In Sickness and in Health
She led with a surprising true statement: “A major problem with health care is that actually very, very little of it is based upon rigorous clinical data.”
One of Bertagnolli’s major priorities as NIH director is to provide more evidence-based medical care and to make it available to more people. She asked Cerf how AI might help.
For starters, he recommended, health care providers might consider gathering data on people when they are healthy as well as when they are sick, in order to establish a baseline wellness factor.
“If I were a doctor and my patients only came in when they have symptoms or are sick, then all my statistics would say my patients are always sick,” Cerf pointed out. “One thing that is very important is to collect information about patients when they are not sick, so that I have some sense of what’s normal for them. That will help me figure out if and when they have gone on some excursion away from the norm.
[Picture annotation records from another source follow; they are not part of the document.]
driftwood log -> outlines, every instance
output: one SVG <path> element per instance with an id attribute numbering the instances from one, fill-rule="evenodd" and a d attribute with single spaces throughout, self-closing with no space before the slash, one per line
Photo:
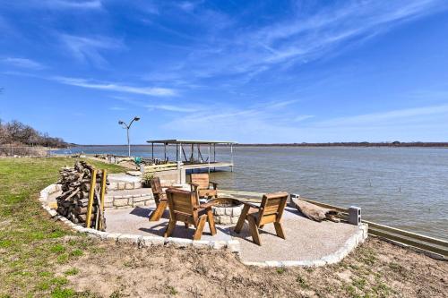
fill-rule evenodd
<path id="1" fill-rule="evenodd" d="M 323 219 L 328 219 L 337 223 L 340 222 L 340 219 L 337 217 L 339 212 L 334 209 L 320 207 L 297 198 L 292 199 L 292 201 L 296 205 L 296 208 L 311 220 L 321 222 Z"/>

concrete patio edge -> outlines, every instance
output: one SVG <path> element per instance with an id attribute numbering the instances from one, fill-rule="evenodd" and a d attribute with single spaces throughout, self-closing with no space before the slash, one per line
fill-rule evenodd
<path id="1" fill-rule="evenodd" d="M 368 226 L 366 224 L 359 225 L 358 231 L 345 242 L 341 248 L 318 260 L 265 260 L 263 262 L 243 261 L 243 264 L 257 267 L 318 267 L 335 264 L 342 260 L 342 259 L 352 251 L 359 243 L 364 243 L 367 238 L 367 230 Z"/>
<path id="2" fill-rule="evenodd" d="M 50 194 L 61 190 L 61 185 L 53 183 L 40 192 L 39 200 L 42 208 L 50 215 L 52 218 L 59 220 L 69 226 L 72 230 L 78 233 L 85 233 L 89 236 L 95 237 L 104 241 L 110 241 L 116 243 L 134 244 L 138 247 L 161 245 L 174 247 L 193 246 L 195 248 L 211 248 L 215 250 L 228 249 L 231 252 L 239 254 L 240 245 L 237 240 L 228 241 L 209 241 L 209 240 L 191 240 L 176 237 L 161 237 L 161 236 L 142 236 L 130 234 L 118 234 L 98 231 L 91 228 L 86 228 L 80 225 L 73 224 L 65 217 L 59 215 L 56 210 L 51 209 L 47 204 L 47 200 Z"/>
<path id="3" fill-rule="evenodd" d="M 191 240 L 185 238 L 176 238 L 176 237 L 161 237 L 161 236 L 142 236 L 137 234 L 118 234 L 118 233 L 108 233 L 98 231 L 91 228 L 86 228 L 79 225 L 73 224 L 72 221 L 68 220 L 65 217 L 59 215 L 56 210 L 51 209 L 47 204 L 47 200 L 50 194 L 56 192 L 59 192 L 61 186 L 57 183 L 53 183 L 40 192 L 40 196 L 39 200 L 40 201 L 42 208 L 50 215 L 52 218 L 60 220 L 71 229 L 77 233 L 84 233 L 89 236 L 102 240 L 109 241 L 116 243 L 127 243 L 136 245 L 138 247 L 149 247 L 154 245 L 160 246 L 173 246 L 173 247 L 187 247 L 192 246 L 195 248 L 209 248 L 209 249 L 228 249 L 231 252 L 237 255 L 240 254 L 241 246 L 237 240 L 228 240 L 228 241 L 211 241 L 211 240 Z M 327 264 L 334 264 L 340 261 L 344 257 L 346 257 L 350 251 L 352 251 L 359 243 L 362 243 L 367 238 L 367 229 L 366 224 L 361 224 L 358 226 L 358 231 L 351 235 L 344 243 L 344 245 L 340 248 L 337 251 L 323 257 L 318 260 L 265 260 L 263 262 L 254 261 L 243 261 L 242 263 L 247 266 L 256 266 L 256 267 L 318 267 L 324 266 Z"/>

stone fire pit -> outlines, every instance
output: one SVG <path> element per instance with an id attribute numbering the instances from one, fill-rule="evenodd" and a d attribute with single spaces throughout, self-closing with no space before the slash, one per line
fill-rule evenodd
<path id="1" fill-rule="evenodd" d="M 239 200 L 232 198 L 218 198 L 209 202 L 215 203 L 211 209 L 216 224 L 224 226 L 237 224 L 243 209 L 243 204 Z"/>

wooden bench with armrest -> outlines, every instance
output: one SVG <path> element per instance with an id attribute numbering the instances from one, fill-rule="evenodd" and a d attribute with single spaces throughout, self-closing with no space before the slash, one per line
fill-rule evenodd
<path id="1" fill-rule="evenodd" d="M 245 206 L 237 226 L 235 226 L 235 232 L 239 234 L 245 221 L 247 220 L 254 243 L 262 245 L 258 229 L 263 229 L 264 225 L 272 223 L 277 236 L 286 239 L 281 226 L 281 217 L 283 216 L 287 200 L 288 192 L 281 192 L 264 194 L 260 206 L 243 202 Z"/>
<path id="2" fill-rule="evenodd" d="M 150 214 L 150 221 L 159 221 L 163 216 L 163 212 L 168 206 L 167 195 L 163 191 L 163 188 L 172 188 L 175 186 L 162 186 L 160 183 L 160 178 L 159 177 L 151 179 L 150 183 L 152 195 L 154 196 L 154 201 L 156 202 L 156 209 Z M 177 186 L 175 188 L 177 188 Z"/>
<path id="3" fill-rule="evenodd" d="M 201 240 L 206 221 L 209 222 L 211 235 L 216 234 L 211 203 L 199 204 L 198 194 L 195 192 L 169 188 L 166 193 L 169 207 L 169 223 L 164 234 L 165 237 L 169 237 L 173 234 L 177 221 L 184 222 L 185 227 L 189 227 L 190 225 L 195 227 L 193 240 Z"/>

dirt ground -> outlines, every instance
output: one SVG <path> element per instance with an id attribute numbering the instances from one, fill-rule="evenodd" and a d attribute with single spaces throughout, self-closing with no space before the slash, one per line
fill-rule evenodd
<path id="1" fill-rule="evenodd" d="M 93 240 L 92 240 L 93 241 Z M 323 268 L 246 267 L 228 251 L 96 243 L 59 267 L 82 296 L 447 297 L 448 262 L 369 238 Z"/>

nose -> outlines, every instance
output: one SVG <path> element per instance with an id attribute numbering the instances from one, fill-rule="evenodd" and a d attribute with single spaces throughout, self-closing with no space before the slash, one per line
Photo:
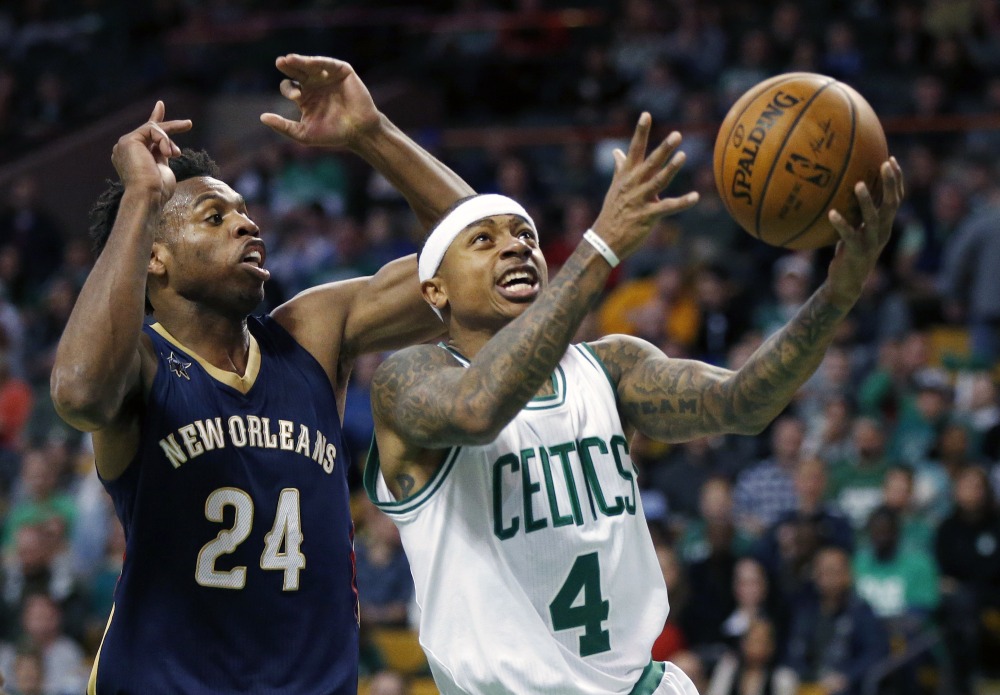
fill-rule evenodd
<path id="1" fill-rule="evenodd" d="M 500 255 L 503 258 L 528 258 L 531 256 L 532 248 L 520 237 L 512 236 L 507 240 Z"/>
<path id="2" fill-rule="evenodd" d="M 238 213 L 238 214 L 239 214 L 239 224 L 236 225 L 236 236 L 238 237 L 260 236 L 260 227 L 257 226 L 257 223 L 255 223 L 253 220 L 250 219 L 249 216 L 243 213 Z"/>

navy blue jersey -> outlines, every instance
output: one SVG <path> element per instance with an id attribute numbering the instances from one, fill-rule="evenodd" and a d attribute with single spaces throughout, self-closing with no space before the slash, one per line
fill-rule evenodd
<path id="1" fill-rule="evenodd" d="M 319 363 L 248 320 L 246 375 L 160 326 L 138 455 L 105 482 L 126 555 L 88 692 L 355 695 L 347 449 Z"/>

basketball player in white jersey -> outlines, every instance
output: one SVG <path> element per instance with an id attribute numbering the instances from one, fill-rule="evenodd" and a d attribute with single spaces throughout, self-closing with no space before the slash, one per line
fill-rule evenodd
<path id="1" fill-rule="evenodd" d="M 694 695 L 650 661 L 668 604 L 629 458 L 639 430 L 677 442 L 760 432 L 812 374 L 889 238 L 902 198 L 856 190 L 863 224 L 826 282 L 739 371 L 670 359 L 613 335 L 570 345 L 612 267 L 697 196 L 659 197 L 683 162 L 671 134 L 647 156 L 643 114 L 594 226 L 547 282 L 515 201 L 460 202 L 419 259 L 447 343 L 390 356 L 372 386 L 369 496 L 400 529 L 420 640 L 444 695 Z"/>

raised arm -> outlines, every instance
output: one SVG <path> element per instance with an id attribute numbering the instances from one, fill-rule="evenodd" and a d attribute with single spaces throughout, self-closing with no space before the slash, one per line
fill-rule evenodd
<path id="1" fill-rule="evenodd" d="M 647 158 L 650 126 L 649 115 L 643 114 L 628 154 L 617 153 L 615 175 L 594 223 L 594 231 L 621 258 L 641 245 L 658 217 L 697 201 L 695 193 L 659 198 L 684 155 L 675 155 L 680 136 L 673 133 Z M 526 257 L 537 252 L 536 242 L 527 226 L 522 231 L 520 245 L 512 242 L 510 253 Z M 456 368 L 444 351 L 429 346 L 390 357 L 372 384 L 376 432 L 394 433 L 411 452 L 494 439 L 552 373 L 610 269 L 589 242 L 582 242 L 535 303 L 493 335 L 467 369 Z M 384 448 L 382 438 L 379 446 Z"/>
<path id="2" fill-rule="evenodd" d="M 349 150 L 371 164 L 430 227 L 457 200 L 475 191 L 407 137 L 376 108 L 367 87 L 342 60 L 289 54 L 276 65 L 287 79 L 281 93 L 298 121 L 274 113 L 261 121 L 303 145 Z M 274 317 L 341 383 L 345 366 L 362 353 L 396 349 L 441 335 L 444 326 L 420 296 L 416 257 L 394 261 L 370 278 L 309 290 Z"/>
<path id="3" fill-rule="evenodd" d="M 176 180 L 167 166 L 180 154 L 170 136 L 191 121 L 164 121 L 156 102 L 149 121 L 123 135 L 112 151 L 124 188 L 114 226 L 80 291 L 59 340 L 50 380 L 59 415 L 99 430 L 115 421 L 139 385 L 146 273 L 160 211 Z"/>
<path id="4" fill-rule="evenodd" d="M 858 228 L 831 211 L 830 221 L 841 240 L 826 281 L 738 371 L 670 359 L 638 338 L 609 336 L 595 342 L 595 351 L 618 384 L 629 423 L 667 442 L 763 430 L 819 366 L 837 324 L 861 295 L 889 240 L 903 198 L 903 177 L 894 158 L 882 165 L 881 174 L 880 206 L 863 183 L 855 187 L 864 220 Z"/>
<path id="5" fill-rule="evenodd" d="M 354 152 L 403 194 L 425 227 L 456 200 L 475 193 L 379 112 L 350 64 L 294 53 L 275 64 L 288 77 L 281 93 L 298 107 L 300 118 L 265 113 L 260 119 L 267 126 L 303 145 Z"/>

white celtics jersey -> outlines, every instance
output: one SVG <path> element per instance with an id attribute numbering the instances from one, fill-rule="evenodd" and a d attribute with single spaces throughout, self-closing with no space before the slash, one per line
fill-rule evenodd
<path id="1" fill-rule="evenodd" d="M 635 687 L 667 592 L 614 390 L 585 345 L 567 350 L 552 384 L 491 444 L 450 450 L 403 502 L 374 447 L 369 457 L 365 487 L 399 527 L 444 695 L 656 686 Z"/>

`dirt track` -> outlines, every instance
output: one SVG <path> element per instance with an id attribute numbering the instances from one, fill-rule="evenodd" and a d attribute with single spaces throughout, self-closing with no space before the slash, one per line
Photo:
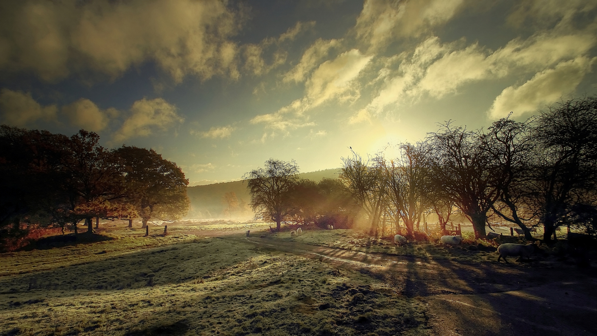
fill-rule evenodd
<path id="1" fill-rule="evenodd" d="M 232 233 L 213 236 L 238 239 Z M 592 268 L 466 264 L 350 251 L 266 235 L 242 239 L 357 269 L 398 294 L 418 298 L 429 307 L 427 325 L 434 335 L 597 334 L 597 278 Z"/>

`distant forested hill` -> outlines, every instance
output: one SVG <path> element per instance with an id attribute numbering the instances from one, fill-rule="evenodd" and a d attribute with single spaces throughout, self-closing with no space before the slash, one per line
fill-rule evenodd
<path id="1" fill-rule="evenodd" d="M 299 175 L 301 179 L 321 181 L 337 178 L 338 169 L 325 169 Z M 251 195 L 242 181 L 196 185 L 187 188 L 190 200 L 187 218 L 248 218 L 253 216 L 249 206 Z"/>

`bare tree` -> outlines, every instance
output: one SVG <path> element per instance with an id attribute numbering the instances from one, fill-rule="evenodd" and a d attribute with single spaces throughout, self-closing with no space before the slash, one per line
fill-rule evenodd
<path id="1" fill-rule="evenodd" d="M 429 169 L 429 148 L 424 142 L 399 145 L 398 157 L 386 161 L 380 160 L 383 178 L 387 186 L 389 203 L 395 213 L 402 220 L 407 235 L 413 236 L 414 225 L 421 221 L 427 207 L 424 197 L 425 183 Z"/>
<path id="2" fill-rule="evenodd" d="M 534 122 L 531 202 L 549 242 L 559 226 L 595 222 L 597 210 L 597 97 L 563 102 Z"/>
<path id="3" fill-rule="evenodd" d="M 536 212 L 529 206 L 528 189 L 530 154 L 534 148 L 529 136 L 528 123 L 518 123 L 509 118 L 494 121 L 482 137 L 483 146 L 498 166 L 498 197 L 491 208 L 506 221 L 518 225 L 525 238 L 533 240 L 527 224 L 536 219 Z"/>
<path id="4" fill-rule="evenodd" d="M 352 150 L 352 149 L 351 149 Z M 375 234 L 381 216 L 385 185 L 381 177 L 378 157 L 365 161 L 352 151 L 352 157 L 342 158 L 340 179 L 352 196 L 356 205 L 366 214 L 370 222 L 370 233 Z"/>
<path id="5" fill-rule="evenodd" d="M 437 161 L 431 176 L 473 224 L 476 238 L 485 238 L 487 212 L 499 196 L 500 172 L 480 140 L 479 132 L 448 121 L 429 135 Z"/>
<path id="6" fill-rule="evenodd" d="M 243 176 L 251 192 L 251 207 L 256 218 L 276 222 L 280 231 L 282 222 L 291 209 L 287 193 L 298 181 L 298 166 L 294 160 L 286 162 L 270 158 L 264 168 L 257 168 Z"/>

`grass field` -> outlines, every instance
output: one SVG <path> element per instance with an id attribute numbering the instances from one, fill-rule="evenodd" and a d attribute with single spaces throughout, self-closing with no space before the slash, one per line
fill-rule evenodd
<path id="1" fill-rule="evenodd" d="M 419 300 L 368 274 L 181 233 L 198 228 L 4 253 L 0 335 L 428 334 Z"/>

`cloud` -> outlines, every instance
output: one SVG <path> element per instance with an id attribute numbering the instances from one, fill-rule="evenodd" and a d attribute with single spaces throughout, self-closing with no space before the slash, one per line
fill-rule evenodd
<path id="1" fill-rule="evenodd" d="M 340 54 L 333 60 L 324 62 L 305 83 L 303 98 L 295 100 L 274 113 L 257 115 L 251 120 L 251 123 L 263 123 L 267 128 L 287 132 L 288 129 L 315 125 L 308 122 L 309 116 L 304 114 L 305 112 L 331 100 L 353 102 L 359 97 L 359 84 L 356 80 L 373 57 L 353 49 Z"/>
<path id="2" fill-rule="evenodd" d="M 586 13 L 597 7 L 597 2 L 586 0 L 521 0 L 508 16 L 506 22 L 520 28 L 531 25 L 546 28 L 558 23 L 568 26 L 577 13 Z"/>
<path id="3" fill-rule="evenodd" d="M 360 93 L 354 80 L 373 57 L 353 49 L 322 63 L 306 84 L 309 108 L 333 99 L 343 101 L 358 98 Z"/>
<path id="4" fill-rule="evenodd" d="M 189 167 L 190 170 L 193 170 L 195 173 L 203 173 L 204 172 L 208 172 L 210 170 L 213 170 L 216 169 L 216 166 L 211 164 L 211 163 L 206 163 L 205 164 L 193 164 Z"/>
<path id="5" fill-rule="evenodd" d="M 284 75 L 282 81 L 284 83 L 304 81 L 311 71 L 320 64 L 319 62 L 327 57 L 330 49 L 340 46 L 340 42 L 341 40 L 334 39 L 328 40 L 317 39 L 303 53 L 298 64 Z"/>
<path id="6" fill-rule="evenodd" d="M 504 88 L 488 111 L 490 117 L 503 118 L 511 111 L 513 117 L 518 117 L 557 102 L 574 91 L 596 61 L 597 57 L 583 57 L 563 62 L 537 73 L 521 85 Z"/>
<path id="7" fill-rule="evenodd" d="M 384 48 L 398 38 L 426 35 L 451 19 L 463 0 L 367 0 L 356 19 L 357 39 L 368 46 L 368 53 Z"/>
<path id="8" fill-rule="evenodd" d="M 62 113 L 68 117 L 71 125 L 94 132 L 105 129 L 108 125 L 109 117 L 118 115 L 116 109 L 110 108 L 101 110 L 93 102 L 85 98 L 81 98 L 63 106 Z"/>
<path id="9" fill-rule="evenodd" d="M 238 77 L 244 20 L 221 1 L 18 1 L 0 13 L 0 68 L 45 81 L 89 70 L 115 78 L 155 62 L 175 82 L 187 75 Z"/>
<path id="10" fill-rule="evenodd" d="M 315 26 L 315 22 L 296 23 L 294 27 L 280 35 L 278 38 L 266 38 L 259 44 L 248 44 L 243 46 L 243 55 L 245 57 L 244 69 L 250 73 L 260 76 L 269 72 L 272 69 L 286 63 L 288 52 L 282 47 L 281 45 L 287 41 L 294 41 L 301 32 Z M 267 64 L 263 57 L 265 51 L 270 47 L 275 47 L 275 50 L 272 53 L 272 60 L 270 64 Z"/>
<path id="11" fill-rule="evenodd" d="M 469 83 L 512 75 L 532 76 L 588 54 L 597 45 L 593 32 L 591 28 L 564 34 L 541 31 L 526 39 L 513 39 L 494 51 L 478 42 L 464 46 L 463 39 L 442 43 L 436 36 L 429 38 L 411 53 L 395 59 L 399 63 L 397 70 L 390 64 L 380 71 L 389 74 L 374 97 L 349 122 L 368 120 L 387 106 L 416 102 L 426 94 L 441 99 Z"/>
<path id="12" fill-rule="evenodd" d="M 40 120 L 56 121 L 58 108 L 56 105 L 41 105 L 30 93 L 2 88 L 0 91 L 0 110 L 3 123 L 22 127 Z"/>
<path id="13" fill-rule="evenodd" d="M 232 134 L 232 131 L 235 129 L 232 126 L 222 126 L 220 127 L 211 127 L 207 132 L 198 132 L 201 138 L 209 138 L 211 139 L 224 139 L 230 138 Z M 191 134 L 195 134 L 196 132 L 192 132 Z"/>
<path id="14" fill-rule="evenodd" d="M 120 129 L 112 136 L 119 142 L 131 138 L 148 136 L 156 130 L 167 130 L 184 118 L 176 112 L 176 106 L 162 98 L 137 100 L 131 108 L 131 115 L 125 120 Z"/>

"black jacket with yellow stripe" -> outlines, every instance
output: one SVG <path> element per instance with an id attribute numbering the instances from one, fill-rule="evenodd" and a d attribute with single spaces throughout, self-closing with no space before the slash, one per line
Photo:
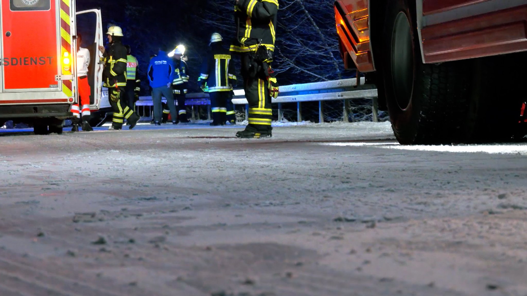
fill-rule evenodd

So, instrumenting ourselves might be very beneficial for ourselves as well as medicine in general.”
Huge Potential for Good
Other topics ranged from how AI can detect and weed out misinformation to ways the biomedical research community can better standardize its data for optimal sharing to Cerf’s advice for scientists just beginning their careers.
“I hope you realize what an opportunity NIH has to improve the state of health care not only here in the U.S. but elsewhere with the kind of research you’re doing and the attempt to exercise these powerful computing tools that are emergent,” Cerf concluded. “Generally something has happened over the last 20 years that I’ll call ‘computational X’ for every value of X you can think of—linguistics, chemistry, physics, economics—we are using computing tools increasingly to build models, test the models, to try to understand how the world works, to make predictions.
“NIH is invested heavily in trying to develop those kinds of tools,” he continued, “and you have the opportunity to make enormous progress, because you’re the source of fabulous research, great data and now the potential for using computer-based tools to make your predictions even more precise. If I were you, I’d be sitting here thinking, ‘Boy do we have a lot of work to do and a huge amount of opportunity to do good.’”
The event was popular NIH-wide. More than 700 people requested tickets for a venue that holds about 450. In addition to the in-person packed house, close to 1,800 people watched via NIH videocast livestream. View the recording at https://videocast.nih.gov/watch=54305.
The lecture is named in honor of Dr. Joseph “Ed” Rall, who helped define NIH’s modern Intramural Research Program and in the 1950s was instrumental in establishing an academic-like and culturally rich community within a government agency that was growing fast.
Since 1984, when Rall recommended adding a cultural talk to the NIH Director’s Lecture series, NIH has hosted such guests as opera singer Renée Fleming in 2019 to explore music and the mind, the Dalai Lama in 2014 to address the role of science in human healing, screen and stage icon Barbra Streisand in 2018 to discuss women’s heart health, and journalist Dr. Sanjay Gupta in 2015 to talk about medicine and the media.